The OM images of IHAs before and after immersion in oral bacterial cultures are shown in Figs. 4, 5, and 6. The unused IHAs shown in Fig. 4 (A and C) exhibited pristine surface condition with uniform surface morphology. After immersion for 3 and 7 days in bacterial polyculture, mild surface discoloration and changes in surface roughness were observed on both unused IHAs as shown in Fig. 4 (B and D). Representative OM images of single-use IHAs before and after immersion in oral bacterial cultures are depicted in Fig. 5. Although no changes in surface features were observed for IHA E (Fig. 5 (A and B)), residual debris present in the notch area of IHA G was not completely removed after multiple cycles of ultrasonication as shown in Fig. 5 (D). Representative OM images of multiple-use IHAs before and after immersion in oral bacteria are depicted in Fig. 6. There were no apparent changes in surface topography of these IHAs before and after immersion. However, the used IHAs before immersion had severe discoloration and apparently rougher surfaces compared to unused IHAs. Multiple cleaning, sterilization cycles, and exposure to oral bacterial culture resulted in removal of the anodized layer on the IHA as shown in Fig. 6 (B) and reduction in white deposits, but the surface roughness and irregularities seemed to remain the same on the IHA as shown in Fig. 6 (D).
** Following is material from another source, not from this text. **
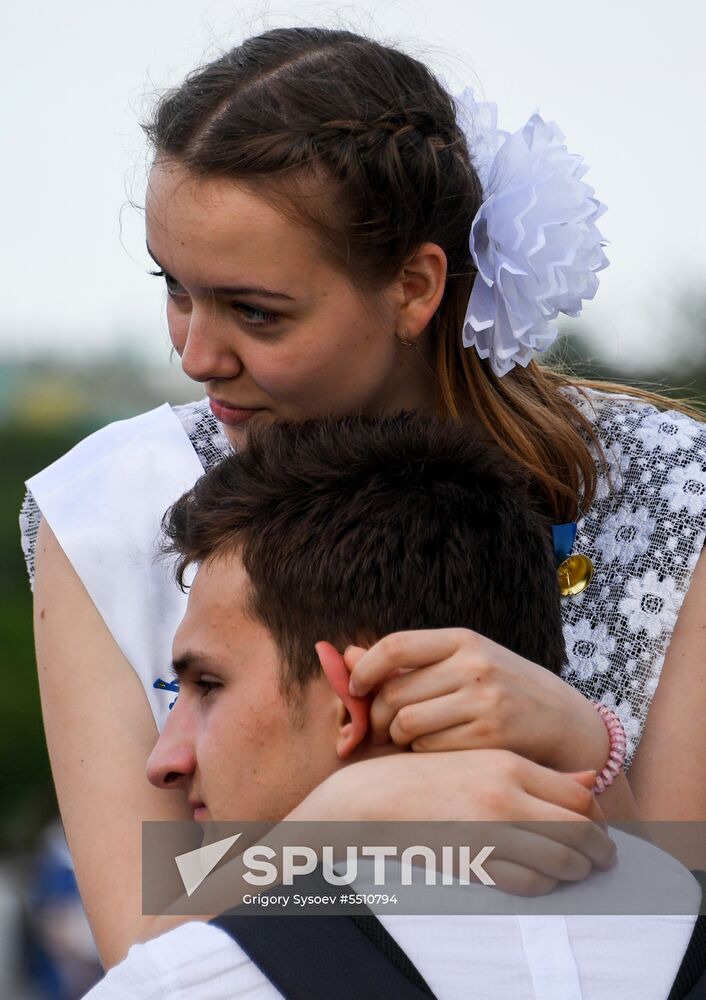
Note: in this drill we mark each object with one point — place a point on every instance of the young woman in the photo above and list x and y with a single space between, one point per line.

Figure 4. — Representative OM images of unused implant healing abutments (IHAs). (A, C) Collar-neck region of unused IHAs before immersion (100X magnification). (B) Collar-junction of unused IHA with arrow indicating surface discoloration and irregularities after immersion (100X magnification). (D) Collar region of unused IHA with arrows indicating abrasions and discoloration after immersion (200X magnification).

Figure 5. — Representative OM images of IHAs after single implantation. (A) Collar region of IHA E with arrow indicating surface discoloration and layers peeling off before immersion (100 × magnification). (B) Collar region of IHA E after immersion with arrow indicating surface damage still present (100 × magnification). (C) Collar region of IHA G with arrow indicating biological debris before immersion (100 × magnification). (D) Collar region of IHA G with arrow indicating residual debris after immersion (100 × magnification).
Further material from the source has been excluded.